JAKARTA, KOMPAS.com - Pemerintah mengklaim bahwa iuran Badan Penyelenggara Jaminan Sosial Kesehatan (BPJS Kesehatan) tidak mengalami kenaikan untuk kelas III dalam implementasinya di lapangan.
Direktur Jenderal Anggaran Kementerian Keuangan Askolani mengatakan, kenaikan tersebut hanya tertulis naik dalam regulasi.
Dalam hal ini, regulasi itu adalah Peraturan Presiden Nomor 64 Tahun 2020 tentang Perubahan Kedua atas Perpres Nomor 82 Tahun 2018 tentang Jaminan Kesehatan.
Ia mengatakan, dalam perpres tersebut memang disebutkan bahwa tarif kelas III untuk peserta mandiri segmen pekerja bukan penerima upah (PBPU) dan bukan pekerja (BP) mengalami kenaikan.
Baca juga: Jokowi Diharap Tak Langgar Konstitusi dan Patuhi MA soal Iuran BPJS Kesehatan
Namun, kenaikan tersebut hanya disebutkan dalam perpres.
"Kami tekankan, memang di regulasi disebut tarif kelas III untuk PBPU dan BP naik, tapi itu hanya naik dalam implementasi di perpres. Kalau implementasinya (di lapangan), sebenarnya tidak mengalami kenaikan," ujar Askolani dalam media briefing secara online, Kamis (14/5/2020).
Dia menjelaskan bahwa pada 2020 ini, terutama dalam masa pandemi, pemerintah memberikan bantuan pendanaan yang mecapai Rp 3,1 triliun.
Dengan bantuan dana tersebut, maka setoran yang diberikan masyarakat untuk segmen PBPU dan PB tidak mengalami kenaikan atau tetap Rp 25.500.
Dalam perpres baru, iuran peserta mandiri kelas III naik dari Rp 25.500 menjadi Rp 42.000.
Namun, dari jumlah Rp 42.000 itu, pemerintah memberikan subsidi sebesar Rp 16.500 sehingga masyarakat tetap membayar sebesar Rp 25.500.
"Implementasi di lapangan tidak ada kenaikan, sebab tetap dibantu pemerintah. Kami memperhitungkan ini tidak hanya tahun 2020, tapi 2021 ke depan," kata dia.
Dalam perpres juga disebutkan bahwa pada tahun 2021, terdapat penyesuaian untuk kelas III dengan jumlah iuran Rp 35.000.
Baca juga: Wakil Ketua Komisi IX DPR Kecewa Jokowi Naikkan Lagi Iuran BPJS Kesehatan
Namun, dalam pembayarannya, pemerintah pusat dan daerah akan tetap mendukung membantu pembayaran untuk mengurangi beban setoran masyarakat.
Caranya adalah dengan memberikan subsidi sebesar Rp 7.000.
Dalam perpres tersebut, terdapat kenaikan iuran bagi peserta mandiri segmen pekerja bukan penerima upah (PBPU) dan bukan pekerja (BP) yang diatur dalam Pasal 34.
Berikut rinciannya:
- Iuran peserta mandiri kelas I naik menjadi Rp 150.000, dari saat ini Rp 80.000.

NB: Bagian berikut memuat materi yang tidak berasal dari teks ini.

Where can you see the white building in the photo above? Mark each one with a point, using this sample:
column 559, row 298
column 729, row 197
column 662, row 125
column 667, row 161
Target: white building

- Iuran peserta mandiri kelas II meningkat menjadi Rp 100.000, dari saat ini sebesar Rp 51.000.
- Iuran peserta mandiri kelas III juga naik dari Rp 25.500 menjadi Rp 42.000.
Baca juga: Jokowi Naikkan Iuran BPJS Kesehatan, Ini Rinciannya...
Namun, pemerintah memberi subsidi Rp 16.500 sehingga yang dibayarkan tetap Rp 25.500.
Kendati demikian, pada 2021 mendatang, subsidi yang dibayarkan pemerintah berkurang menjadi Rp 7.000, sehingga yang harus dibayarkan peserta adalah Rp 35.000.
Sebelumnya, Mahkamah Agung (MA) telah membatalkan kenaikan BPJS Kesehatan berdasarkan Perpres 75 Tahun 2019 melalui putusan MA Nomor 7/P/HUM/2020.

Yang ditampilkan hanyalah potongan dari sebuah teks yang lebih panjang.